Get started in minutes

If you are managing Azure Local instances, give Azure Local LENS a try and see how quickly a fleet-wide view can help with day-to-day management, helping to surface trends & actionable insights. The workbook is an open-source, community-driven project, which can be accessed using a public GitHub repository, which includes full step-by-step instructions for setup at https://aka.ms/AzureLocalLENS.

Most teams can deploy the workbook and start exploring insights in a matter of minutes. (depending on your environment).

An example of the “Azure Local Instances” tab:

 

How teams are using fleet dashboards like LENS

  • Weekly fleet review: Use a standard set of views to review top outliers and trend shifts, then assign follow-ups.
  • Update planning: Identify clusters with system health check failures, and prioritize resolving the issues based on frequency of the issue category.
  • Update progress: Review clusters update status (InProgress, Failed, Success) and take action based on trends and insights from real-time data.
  • Baseline validation: Spot clusters that consistently differ from the norm—can be a sign of configuration or environmental difference, such as network access, policies, operational procedures or other factors.

Feedback and what’s next

This workbook is a community driven, open source project intended to be practical and easy to adopt.

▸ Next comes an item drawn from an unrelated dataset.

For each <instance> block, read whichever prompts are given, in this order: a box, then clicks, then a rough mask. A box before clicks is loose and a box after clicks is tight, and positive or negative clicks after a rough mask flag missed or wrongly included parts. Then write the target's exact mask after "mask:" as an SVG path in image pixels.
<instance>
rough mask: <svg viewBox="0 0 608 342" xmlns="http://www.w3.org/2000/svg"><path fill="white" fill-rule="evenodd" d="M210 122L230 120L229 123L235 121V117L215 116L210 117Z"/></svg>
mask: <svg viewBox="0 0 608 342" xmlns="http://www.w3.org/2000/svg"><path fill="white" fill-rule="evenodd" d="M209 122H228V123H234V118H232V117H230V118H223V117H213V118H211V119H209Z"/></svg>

The project is not a Microsoft‑supported offering. If you encounter any issues, have feedback, or a new feature request, please raise an Issue on the GitHub repository, so we can track discussions, prioritize improvements, and keep updates transparent for everyone.

Author Bio

Neil Bird is a Principal Program Manager in the Azure Edge & Platform Engineering team at Microsoft. His background is in Azure and hybrid / sovereign cloud infrastructure, specialising in operational excellence and automation. He is passionate about helping customers deploy and manage cloud solutions successfully using Azure and Azure Edge technologies.